Brassica rapa campestris

Il Ravizzone (Brassica rapa campestris L.) è una specie erbacea appartenete alla famiglia delle Brassicaceae.

Sistematica –
Dal punto di vista sistematico appartiene al Dominio Eukaryota, Regno Plantae, Sottoregno Tracheobionta, Ordine Capparales, Famiglia Brassicaceae e quindi al Genere Brassica, alla Specie B. rapa ed alla Sottospecie campestris.

Etimologia –
Il termine Brassica è il nome latino del cavolo descritto da diversi autori, attestato in letteratura a partire da Plauto (III-II sec. a.C.). L’origine di questo nome è incerta ed è stata fatta risalire a voci greche o celtiche, senza prove totalmente convincenti. Diversi testi etimologici fanno riferimento alla parola Βράσκη braske, secondo Esichio usata dagli Italici in Magna Grecia per indicare il cavolo.
La parola rapa proviene da rápa o rapum rapa in Columella & al. (dal greco ρᾰπυς rápys, assonante con ρα ra, contrazione di ῥίζα rhiza radice, e da πούς pous piede).
L’epiteto della sottospecie campestris deriva da campus luogo piano, campo: che cresce nei campi.

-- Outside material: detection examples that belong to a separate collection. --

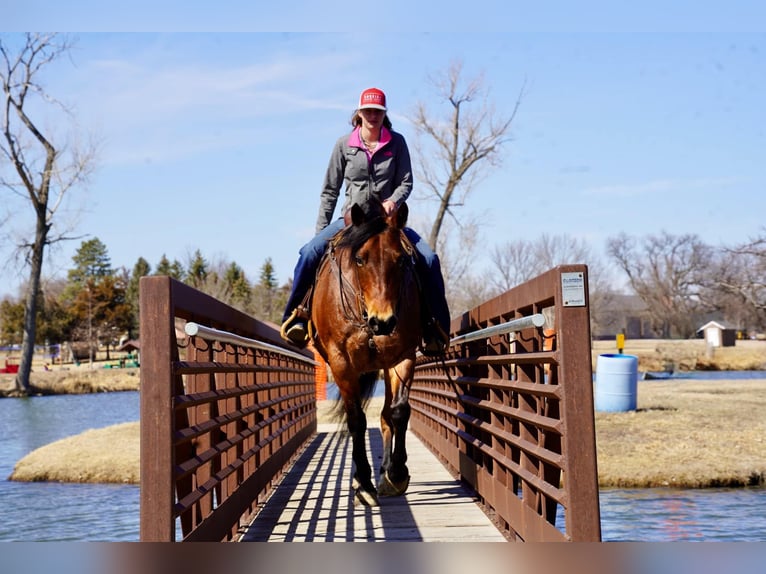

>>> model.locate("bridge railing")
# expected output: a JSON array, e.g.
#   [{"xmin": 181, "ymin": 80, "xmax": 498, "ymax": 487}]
[
  {"xmin": 410, "ymin": 265, "xmax": 601, "ymax": 541},
  {"xmin": 140, "ymin": 277, "xmax": 317, "ymax": 542}
]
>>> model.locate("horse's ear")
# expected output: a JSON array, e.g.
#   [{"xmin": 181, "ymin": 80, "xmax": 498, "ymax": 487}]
[
  {"xmin": 396, "ymin": 203, "xmax": 410, "ymax": 229},
  {"xmin": 351, "ymin": 203, "xmax": 365, "ymax": 225}
]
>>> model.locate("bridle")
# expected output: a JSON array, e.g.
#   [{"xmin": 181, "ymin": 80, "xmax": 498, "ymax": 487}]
[{"xmin": 329, "ymin": 230, "xmax": 417, "ymax": 349}]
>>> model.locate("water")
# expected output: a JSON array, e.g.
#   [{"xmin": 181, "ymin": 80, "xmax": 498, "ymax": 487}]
[
  {"xmin": 0, "ymin": 384, "xmax": 766, "ymax": 542},
  {"xmin": 0, "ymin": 392, "xmax": 139, "ymax": 542}
]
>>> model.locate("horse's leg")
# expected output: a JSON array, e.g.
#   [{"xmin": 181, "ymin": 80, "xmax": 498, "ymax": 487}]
[
  {"xmin": 378, "ymin": 376, "xmax": 394, "ymax": 492},
  {"xmin": 344, "ymin": 396, "xmax": 378, "ymax": 506},
  {"xmin": 378, "ymin": 361, "xmax": 413, "ymax": 496}
]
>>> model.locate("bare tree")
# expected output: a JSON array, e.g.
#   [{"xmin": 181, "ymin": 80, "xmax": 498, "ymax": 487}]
[
  {"xmin": 607, "ymin": 232, "xmax": 714, "ymax": 339},
  {"xmin": 490, "ymin": 233, "xmax": 613, "ymax": 336},
  {"xmin": 410, "ymin": 62, "xmax": 523, "ymax": 248},
  {"xmin": 0, "ymin": 33, "xmax": 95, "ymax": 392},
  {"xmin": 715, "ymin": 231, "xmax": 766, "ymax": 330}
]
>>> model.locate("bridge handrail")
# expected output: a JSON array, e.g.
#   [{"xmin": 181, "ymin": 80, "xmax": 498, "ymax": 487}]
[
  {"xmin": 184, "ymin": 322, "xmax": 317, "ymax": 366},
  {"xmin": 410, "ymin": 265, "xmax": 601, "ymax": 541},
  {"xmin": 139, "ymin": 276, "xmax": 317, "ymax": 542},
  {"xmin": 450, "ymin": 313, "xmax": 545, "ymax": 346}
]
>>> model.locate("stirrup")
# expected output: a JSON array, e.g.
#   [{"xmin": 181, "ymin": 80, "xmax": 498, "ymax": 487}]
[
  {"xmin": 421, "ymin": 322, "xmax": 449, "ymax": 357},
  {"xmin": 279, "ymin": 307, "xmax": 309, "ymax": 349}
]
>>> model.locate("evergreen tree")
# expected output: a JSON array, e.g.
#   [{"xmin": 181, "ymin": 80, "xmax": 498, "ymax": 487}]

Distribuzione Geografica ed Habitat –
Le origini del Ravizzone non sono certe ma in ogni caso è una pianta coltivata nei Paesi dell’Europa centro-settentrionale. In Italia viene coltivato nella Pianura Padana come erbaio autunno-primaverile, dove viene utilizzato tra la fine di marzo e i primi di aprile, epoca in cui fiorisce.

Descrizione –
La Brassica rapa campestris è una specie di consistenza erbacea, annuale o biennale, che presenta una radice fittonante, gracile, a colletto non ingrossato, molto simile alla Colza, dalla quale si distingue per avere le foglie più ruvide, irte di peli, in particolar modo nella pagina inferiore, meno glauche e meno carnose.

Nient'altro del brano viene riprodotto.